Schwäbische Zeitung (Ravensburg / Weingarten)
Rückendeckung für die Kanzlerin
Bouffier und Seehofer stellen sich hinter Merkel – Der Friede ist aber brüchig
BERLIN - Es war ein Wochenende der demonstrativen Rückendeckung für Angela Merkel (CDU). Gleich mehrere Spitzenpolitiker der Union sprachen sich für eine Wiederwahl Merkels zur Parteichefin beim CDU-Parteitag im Dezember aus. Er sei „sicher, dass Angela Merkel auf dem kommenden Parteitag als CDU-Vorsitzende wiedergewählt wird“, erklärte Bundestagspräsident Wolfgang Schäuble. Der CDU-Politiker und frühere Partei- und Fraktionschef sieht Merkel nach dem Sturz ihres Vertrauten Volker Kauder als Chef der Bundestagsfraktion sogar gestärkt. In der Union gebe es seit geraumer Zeit eine unbehagliche Stimmung. Für viele sei jetzt die Abwahl Kauders ein Ventil gewesen.
Auch der hessische Ministerpräsident und CDU-Vizechef Volker Bouffier stellte sich hinter Merkel und rechnet mit „klarer Zustimmung der Delegierten für sie bei der Wahl auf dem Bundesparteitag. CSU-Chef Horst Seehofer bescheinigte der Kanzlerin, „in Topform“zu sein. „Sie macht mit voller Energie ihre Arbeit und lässt keinen Zweifel aufkommen, dass sie noch viel vorhat“, erklärte er. Er finde es richtig, dass Merkel erneut für den Parteivorsitz kandidiere. Die Große Koalition werde bis zum Ende der Wahlperiode halten, lautet seine Prognose.

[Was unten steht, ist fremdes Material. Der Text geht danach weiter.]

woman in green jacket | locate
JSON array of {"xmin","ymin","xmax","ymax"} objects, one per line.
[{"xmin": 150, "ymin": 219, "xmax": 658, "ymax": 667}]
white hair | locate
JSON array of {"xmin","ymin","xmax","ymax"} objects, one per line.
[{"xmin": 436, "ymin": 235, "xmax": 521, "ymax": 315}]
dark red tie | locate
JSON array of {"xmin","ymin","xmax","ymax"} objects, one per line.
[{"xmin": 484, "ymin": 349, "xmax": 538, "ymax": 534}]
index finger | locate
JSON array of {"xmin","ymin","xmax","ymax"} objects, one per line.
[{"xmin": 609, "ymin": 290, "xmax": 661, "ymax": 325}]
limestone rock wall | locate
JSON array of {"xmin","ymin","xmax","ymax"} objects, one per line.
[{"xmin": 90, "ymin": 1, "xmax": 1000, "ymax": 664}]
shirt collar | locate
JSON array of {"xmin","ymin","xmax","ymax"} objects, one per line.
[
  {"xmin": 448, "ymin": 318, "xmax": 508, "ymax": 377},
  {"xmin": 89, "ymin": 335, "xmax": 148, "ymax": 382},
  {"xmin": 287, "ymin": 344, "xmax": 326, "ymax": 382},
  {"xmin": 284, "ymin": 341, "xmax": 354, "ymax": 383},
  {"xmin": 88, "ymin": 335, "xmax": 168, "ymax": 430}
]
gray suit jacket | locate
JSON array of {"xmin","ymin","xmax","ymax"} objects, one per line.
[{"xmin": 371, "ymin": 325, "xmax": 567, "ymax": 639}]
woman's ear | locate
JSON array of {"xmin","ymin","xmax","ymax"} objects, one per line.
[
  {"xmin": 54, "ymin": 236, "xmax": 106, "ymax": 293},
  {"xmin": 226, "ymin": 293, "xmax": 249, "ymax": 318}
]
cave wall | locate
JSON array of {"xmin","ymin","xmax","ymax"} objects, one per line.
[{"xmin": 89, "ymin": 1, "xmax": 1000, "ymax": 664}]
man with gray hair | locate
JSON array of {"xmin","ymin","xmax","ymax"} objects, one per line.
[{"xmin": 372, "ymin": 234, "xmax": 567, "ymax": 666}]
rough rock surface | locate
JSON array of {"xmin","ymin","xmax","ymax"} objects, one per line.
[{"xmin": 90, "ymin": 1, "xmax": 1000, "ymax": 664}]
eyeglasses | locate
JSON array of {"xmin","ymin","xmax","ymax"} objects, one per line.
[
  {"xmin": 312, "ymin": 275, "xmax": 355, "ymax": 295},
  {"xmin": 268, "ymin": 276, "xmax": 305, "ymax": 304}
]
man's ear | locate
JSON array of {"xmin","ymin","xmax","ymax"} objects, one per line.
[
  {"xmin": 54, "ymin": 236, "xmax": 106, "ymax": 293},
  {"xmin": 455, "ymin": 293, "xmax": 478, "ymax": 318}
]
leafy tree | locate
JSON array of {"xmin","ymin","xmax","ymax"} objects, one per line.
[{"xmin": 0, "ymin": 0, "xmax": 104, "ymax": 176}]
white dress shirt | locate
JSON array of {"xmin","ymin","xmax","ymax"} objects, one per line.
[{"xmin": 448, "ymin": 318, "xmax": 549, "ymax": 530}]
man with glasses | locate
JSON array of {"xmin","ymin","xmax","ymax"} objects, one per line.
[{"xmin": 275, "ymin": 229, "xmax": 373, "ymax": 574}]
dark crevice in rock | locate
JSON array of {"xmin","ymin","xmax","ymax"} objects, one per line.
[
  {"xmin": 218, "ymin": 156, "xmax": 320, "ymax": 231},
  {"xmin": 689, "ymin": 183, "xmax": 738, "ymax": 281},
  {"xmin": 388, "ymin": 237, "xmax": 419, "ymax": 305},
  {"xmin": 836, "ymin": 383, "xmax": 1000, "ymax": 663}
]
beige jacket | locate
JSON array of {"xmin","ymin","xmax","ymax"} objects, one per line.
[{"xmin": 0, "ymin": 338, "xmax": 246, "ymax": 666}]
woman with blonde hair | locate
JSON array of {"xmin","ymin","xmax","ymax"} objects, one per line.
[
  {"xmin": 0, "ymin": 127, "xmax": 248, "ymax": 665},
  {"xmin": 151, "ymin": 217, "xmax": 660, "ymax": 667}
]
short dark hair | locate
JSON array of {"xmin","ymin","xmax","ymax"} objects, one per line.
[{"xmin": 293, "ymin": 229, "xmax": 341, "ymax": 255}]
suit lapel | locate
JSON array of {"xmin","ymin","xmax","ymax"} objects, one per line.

Die Spitzen der Union zeigen sich unmittelbar vor den Landtagswahlen in Bayern am kommenden Sonntag und in Hessen Ende Oktober bemüht, die Reihen zu schließen – gerade angesichts der schlechten Umfragewerte von CDU und CSU. Anders als noch vor einem Jahr erlebte die Kanzlerin am vergangenen Samstag auch beim Deutschlandtag der Jungen Union, dem CDU-Nachwuchs, in Kiel einen freundlichen Empfang, Kritik an ihr hielt sich in Grenzen.
Einen Seitenhieb geben die JU-ler Merkel doch mit: Sie sprechen sich dafür aus, die Amtszeiten von Kanzlern auf drei Wahlperioden und 12 Jahre zu begrenzen. Die CDU-Chefin ist in ihrer vierten Amtszeit. Beim Kongress des Unions-Nachwuchses brachten sich mögliche Nachfolger Merkels in Stellung: Allen voran Gesundheitsminister Jens Spahn, der für seine Rede deutlich stärkeren Applaus von den 300 Delegierten als die Kanzlerin zuvor erhielt.
Und was passiert, wenn die Union in Bayern und Hessen kräftig verliert? Auf die Kanzlerin kommen stürmische Zeiten zu. Bundestagspräsident Schäuble sieht drei mögliche Optionen: Merkel entscheidet selbst über den Zeitpunkt ihres Rückzuges – oder sie wird im Bundestag durch mangelnde Zustimmung etwa bei einer Vertrauensfrage zum Rücktritt veranlasst oder durch ein konstruktives Misstrauensvotum gestürzt. Und sollte sie noch ein weiteres Mal bei der nächsten Bundestagswahl antreten, könnten auch die Wählerinnen und Wähler ihre Amtszeit beenden.